After you get by the information screen, you can read your faxes. Along the top of the screen, there is a tool bar giving you access to common functions like printing, changing the zoom factor, and going to the next or previous page. There is a button for Web OCR, which is disabled unless you pay for an eFax Plus account. There is also a banner, complete with web link, that link to the eFax home page. Unlike some products which started off as Windows-only, the tool bar in the Microviewer is 3-D, so you have a clear visual indication of where each button begins and ends.
The eFax Microviewer has almost everything you would ever want for reading a fax.

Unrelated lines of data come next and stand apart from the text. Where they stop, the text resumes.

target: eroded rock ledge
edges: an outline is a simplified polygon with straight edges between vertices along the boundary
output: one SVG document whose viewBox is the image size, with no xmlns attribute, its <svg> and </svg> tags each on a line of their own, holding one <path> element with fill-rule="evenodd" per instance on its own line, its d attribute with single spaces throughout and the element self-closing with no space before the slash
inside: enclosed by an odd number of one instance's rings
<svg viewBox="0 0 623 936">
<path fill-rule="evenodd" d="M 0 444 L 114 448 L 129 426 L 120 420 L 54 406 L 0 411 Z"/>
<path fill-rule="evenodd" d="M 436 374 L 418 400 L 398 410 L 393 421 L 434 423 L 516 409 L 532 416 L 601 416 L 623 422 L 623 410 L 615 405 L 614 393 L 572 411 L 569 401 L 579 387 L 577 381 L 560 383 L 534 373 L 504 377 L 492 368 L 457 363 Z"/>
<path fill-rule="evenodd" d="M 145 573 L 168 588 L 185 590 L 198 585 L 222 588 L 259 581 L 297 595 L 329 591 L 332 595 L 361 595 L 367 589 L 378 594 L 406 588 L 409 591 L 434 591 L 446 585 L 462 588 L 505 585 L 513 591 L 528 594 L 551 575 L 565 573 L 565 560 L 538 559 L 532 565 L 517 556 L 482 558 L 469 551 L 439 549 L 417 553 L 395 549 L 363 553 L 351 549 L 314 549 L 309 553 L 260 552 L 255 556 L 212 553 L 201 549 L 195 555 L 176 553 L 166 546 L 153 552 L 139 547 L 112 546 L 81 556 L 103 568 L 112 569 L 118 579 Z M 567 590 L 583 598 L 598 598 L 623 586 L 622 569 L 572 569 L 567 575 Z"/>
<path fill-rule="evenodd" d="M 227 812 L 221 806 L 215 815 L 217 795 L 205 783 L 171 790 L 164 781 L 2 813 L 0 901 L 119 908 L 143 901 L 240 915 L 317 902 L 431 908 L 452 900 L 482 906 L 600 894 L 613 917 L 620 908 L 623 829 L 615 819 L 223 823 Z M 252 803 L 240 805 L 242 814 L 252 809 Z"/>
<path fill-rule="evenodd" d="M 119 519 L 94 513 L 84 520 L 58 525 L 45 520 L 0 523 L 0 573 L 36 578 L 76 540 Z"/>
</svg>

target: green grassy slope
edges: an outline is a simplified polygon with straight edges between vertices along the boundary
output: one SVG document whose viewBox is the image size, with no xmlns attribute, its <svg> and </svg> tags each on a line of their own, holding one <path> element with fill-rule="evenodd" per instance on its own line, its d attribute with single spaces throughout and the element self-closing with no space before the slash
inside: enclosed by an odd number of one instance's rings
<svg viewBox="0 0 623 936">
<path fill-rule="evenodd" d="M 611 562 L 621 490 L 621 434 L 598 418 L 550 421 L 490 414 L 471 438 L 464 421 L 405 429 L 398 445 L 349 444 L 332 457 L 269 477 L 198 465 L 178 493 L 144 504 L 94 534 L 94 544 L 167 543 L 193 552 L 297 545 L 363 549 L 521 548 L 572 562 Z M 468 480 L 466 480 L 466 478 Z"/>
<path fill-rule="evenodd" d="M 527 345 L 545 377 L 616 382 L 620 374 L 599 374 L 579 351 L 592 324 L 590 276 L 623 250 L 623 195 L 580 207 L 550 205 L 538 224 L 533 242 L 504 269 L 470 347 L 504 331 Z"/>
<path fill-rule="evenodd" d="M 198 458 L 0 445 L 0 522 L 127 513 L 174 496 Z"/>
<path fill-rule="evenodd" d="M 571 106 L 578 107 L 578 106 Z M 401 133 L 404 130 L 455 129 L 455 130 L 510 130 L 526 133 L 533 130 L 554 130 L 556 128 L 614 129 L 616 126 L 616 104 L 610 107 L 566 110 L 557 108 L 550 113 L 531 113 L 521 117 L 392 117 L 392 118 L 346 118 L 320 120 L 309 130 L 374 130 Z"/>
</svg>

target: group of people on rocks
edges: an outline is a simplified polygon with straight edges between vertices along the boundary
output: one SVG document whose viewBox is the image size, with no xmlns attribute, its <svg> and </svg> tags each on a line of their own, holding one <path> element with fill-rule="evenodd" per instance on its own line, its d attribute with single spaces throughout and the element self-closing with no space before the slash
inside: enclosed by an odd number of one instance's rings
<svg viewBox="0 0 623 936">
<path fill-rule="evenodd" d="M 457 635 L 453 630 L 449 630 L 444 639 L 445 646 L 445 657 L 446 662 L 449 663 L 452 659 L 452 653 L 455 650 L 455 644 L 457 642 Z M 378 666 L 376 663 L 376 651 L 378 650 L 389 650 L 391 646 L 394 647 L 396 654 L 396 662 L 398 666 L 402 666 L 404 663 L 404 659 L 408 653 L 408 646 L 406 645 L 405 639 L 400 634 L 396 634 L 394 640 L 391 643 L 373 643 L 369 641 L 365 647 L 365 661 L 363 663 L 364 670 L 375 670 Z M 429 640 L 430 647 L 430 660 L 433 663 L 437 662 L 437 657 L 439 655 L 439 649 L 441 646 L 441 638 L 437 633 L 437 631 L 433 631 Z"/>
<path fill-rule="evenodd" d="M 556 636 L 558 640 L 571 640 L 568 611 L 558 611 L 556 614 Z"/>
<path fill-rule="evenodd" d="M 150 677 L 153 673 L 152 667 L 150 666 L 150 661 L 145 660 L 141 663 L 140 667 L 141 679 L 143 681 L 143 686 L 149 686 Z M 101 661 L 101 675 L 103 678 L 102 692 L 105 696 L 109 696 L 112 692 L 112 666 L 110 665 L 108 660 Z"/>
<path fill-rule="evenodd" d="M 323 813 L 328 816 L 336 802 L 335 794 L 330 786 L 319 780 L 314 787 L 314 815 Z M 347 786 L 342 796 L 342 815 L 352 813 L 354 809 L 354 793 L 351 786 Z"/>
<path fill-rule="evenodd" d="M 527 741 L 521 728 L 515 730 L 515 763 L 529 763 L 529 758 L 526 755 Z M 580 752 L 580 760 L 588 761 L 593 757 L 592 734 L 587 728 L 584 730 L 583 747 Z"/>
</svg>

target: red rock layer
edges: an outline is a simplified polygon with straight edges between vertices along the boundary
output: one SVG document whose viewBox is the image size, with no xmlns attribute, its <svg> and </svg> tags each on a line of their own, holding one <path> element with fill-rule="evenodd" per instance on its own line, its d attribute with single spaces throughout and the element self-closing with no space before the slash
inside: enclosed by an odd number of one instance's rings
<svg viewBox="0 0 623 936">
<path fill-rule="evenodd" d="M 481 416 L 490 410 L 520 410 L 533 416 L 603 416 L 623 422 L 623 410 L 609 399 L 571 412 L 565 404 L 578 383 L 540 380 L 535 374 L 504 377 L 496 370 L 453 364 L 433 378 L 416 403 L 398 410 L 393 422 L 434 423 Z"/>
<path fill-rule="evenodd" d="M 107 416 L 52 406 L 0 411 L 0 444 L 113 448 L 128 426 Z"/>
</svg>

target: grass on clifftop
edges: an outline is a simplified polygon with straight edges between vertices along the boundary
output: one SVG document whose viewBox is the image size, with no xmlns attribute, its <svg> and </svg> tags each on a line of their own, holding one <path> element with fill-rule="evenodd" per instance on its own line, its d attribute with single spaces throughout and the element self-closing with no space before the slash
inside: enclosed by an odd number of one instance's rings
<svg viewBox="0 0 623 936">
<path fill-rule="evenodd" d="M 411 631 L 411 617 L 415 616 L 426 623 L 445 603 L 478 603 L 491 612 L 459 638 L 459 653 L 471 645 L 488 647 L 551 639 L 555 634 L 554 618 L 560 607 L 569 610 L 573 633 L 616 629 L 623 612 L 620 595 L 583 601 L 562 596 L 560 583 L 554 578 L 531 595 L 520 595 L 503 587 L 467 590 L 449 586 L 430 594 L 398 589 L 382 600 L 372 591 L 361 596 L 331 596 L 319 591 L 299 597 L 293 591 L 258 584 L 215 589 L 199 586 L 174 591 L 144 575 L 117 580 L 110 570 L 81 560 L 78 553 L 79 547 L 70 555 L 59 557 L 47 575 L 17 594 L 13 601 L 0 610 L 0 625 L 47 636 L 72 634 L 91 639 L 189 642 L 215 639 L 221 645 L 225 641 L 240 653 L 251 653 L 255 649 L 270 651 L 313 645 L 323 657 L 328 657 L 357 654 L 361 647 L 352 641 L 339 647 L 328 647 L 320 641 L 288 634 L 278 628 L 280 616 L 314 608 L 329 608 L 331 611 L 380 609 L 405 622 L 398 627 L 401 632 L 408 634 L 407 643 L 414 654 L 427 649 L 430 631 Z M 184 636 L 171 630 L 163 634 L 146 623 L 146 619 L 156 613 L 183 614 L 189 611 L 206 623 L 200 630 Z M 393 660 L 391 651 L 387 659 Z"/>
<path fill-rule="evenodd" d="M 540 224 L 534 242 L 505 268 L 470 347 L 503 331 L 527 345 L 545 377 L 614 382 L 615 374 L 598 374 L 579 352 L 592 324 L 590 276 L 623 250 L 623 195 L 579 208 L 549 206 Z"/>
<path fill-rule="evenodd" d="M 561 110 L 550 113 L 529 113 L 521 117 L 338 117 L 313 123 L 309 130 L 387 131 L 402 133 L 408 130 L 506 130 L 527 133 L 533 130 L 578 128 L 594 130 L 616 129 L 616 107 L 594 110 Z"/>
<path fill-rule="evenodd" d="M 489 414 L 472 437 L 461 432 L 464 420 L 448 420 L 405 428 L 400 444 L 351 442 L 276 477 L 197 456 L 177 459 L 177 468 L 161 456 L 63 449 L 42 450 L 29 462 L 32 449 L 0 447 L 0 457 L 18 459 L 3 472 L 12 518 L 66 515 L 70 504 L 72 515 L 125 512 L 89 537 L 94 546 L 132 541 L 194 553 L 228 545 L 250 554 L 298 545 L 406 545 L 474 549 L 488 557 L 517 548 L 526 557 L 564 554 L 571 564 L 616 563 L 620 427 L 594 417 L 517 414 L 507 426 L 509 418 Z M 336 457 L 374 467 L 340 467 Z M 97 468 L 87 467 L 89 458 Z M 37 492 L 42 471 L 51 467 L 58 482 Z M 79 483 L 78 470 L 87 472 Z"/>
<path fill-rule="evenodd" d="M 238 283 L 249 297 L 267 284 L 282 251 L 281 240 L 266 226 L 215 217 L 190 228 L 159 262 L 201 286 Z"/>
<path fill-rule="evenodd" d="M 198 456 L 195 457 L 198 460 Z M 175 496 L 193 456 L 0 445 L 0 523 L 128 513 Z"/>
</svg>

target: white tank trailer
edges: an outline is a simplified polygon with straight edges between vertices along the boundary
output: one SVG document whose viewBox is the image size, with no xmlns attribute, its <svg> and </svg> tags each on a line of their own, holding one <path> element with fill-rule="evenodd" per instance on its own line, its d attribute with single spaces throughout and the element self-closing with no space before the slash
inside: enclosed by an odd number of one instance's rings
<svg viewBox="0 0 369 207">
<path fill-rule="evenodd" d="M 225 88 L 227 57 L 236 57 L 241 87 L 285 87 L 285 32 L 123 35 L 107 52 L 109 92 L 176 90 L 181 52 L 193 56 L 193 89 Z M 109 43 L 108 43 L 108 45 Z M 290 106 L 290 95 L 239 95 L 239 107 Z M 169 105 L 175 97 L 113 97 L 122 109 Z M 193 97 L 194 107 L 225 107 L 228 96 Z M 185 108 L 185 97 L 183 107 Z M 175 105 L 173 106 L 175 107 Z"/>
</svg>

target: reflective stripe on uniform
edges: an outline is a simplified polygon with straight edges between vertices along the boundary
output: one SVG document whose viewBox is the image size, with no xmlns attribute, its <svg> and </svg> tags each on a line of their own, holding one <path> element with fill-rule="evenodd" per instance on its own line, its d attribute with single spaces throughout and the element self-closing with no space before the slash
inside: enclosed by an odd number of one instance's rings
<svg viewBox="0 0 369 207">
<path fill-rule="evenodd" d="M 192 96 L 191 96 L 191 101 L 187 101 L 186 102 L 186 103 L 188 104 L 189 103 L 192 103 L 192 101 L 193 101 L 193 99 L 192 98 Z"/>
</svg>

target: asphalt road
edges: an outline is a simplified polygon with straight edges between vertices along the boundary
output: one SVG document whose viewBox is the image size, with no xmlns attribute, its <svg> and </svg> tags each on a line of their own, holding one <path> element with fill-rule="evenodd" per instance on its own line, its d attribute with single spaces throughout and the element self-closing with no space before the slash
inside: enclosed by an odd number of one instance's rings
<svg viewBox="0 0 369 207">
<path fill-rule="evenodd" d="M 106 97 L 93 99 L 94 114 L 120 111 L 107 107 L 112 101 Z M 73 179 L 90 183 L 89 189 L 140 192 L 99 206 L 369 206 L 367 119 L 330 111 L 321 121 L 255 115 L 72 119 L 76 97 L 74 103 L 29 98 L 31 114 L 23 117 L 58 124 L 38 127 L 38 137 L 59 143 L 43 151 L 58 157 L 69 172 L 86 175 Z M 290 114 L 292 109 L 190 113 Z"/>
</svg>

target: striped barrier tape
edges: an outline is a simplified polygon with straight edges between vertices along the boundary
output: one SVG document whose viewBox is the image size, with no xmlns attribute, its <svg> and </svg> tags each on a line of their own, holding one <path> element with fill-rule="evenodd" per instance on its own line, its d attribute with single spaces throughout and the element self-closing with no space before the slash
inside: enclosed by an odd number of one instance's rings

You can have the fax set to fit to the page width or height or you can choose your own percentage. If you receive a fax that was accidentally sent upside-down, the Microviewer can either flip the single page or it can flip the entire document. For faxes sent horizontally instead of vertically, the Microviewer can rotate individual pages or the entire document left or right. There is a “Go To Page...” command for jumping around within documents. The only thing that is lacking is the ability to copy anything out of a document. I can understand not being able to copy text, since OCR has not been preformed on the document, but users should at least be able to copy a selection as an image. I do not know if copying is enabled for users of the eFax Plus service.
Back in 5.06, I pointed out the shortcomings of the eFax system in terms of service for Mac users. The major flaws were security and cost. The eFax Microviewer allows Mac users to receive encrypted.efx files, so this problem is solved. Also, since the application is a free download, even for those not signed up for the service, the promise of a free fax to e-mail service is now fulfilled.
It would have been easy for eFax to do a poor port of the Windows Microviewer and say “we gave you what you want,” but they instead chose to give us a program that does what we asked for and looks like it belongs on a Mac. Some people may balk at the ads, but they are small, only on screen for a short time, and a small price to pay for this free and useful service.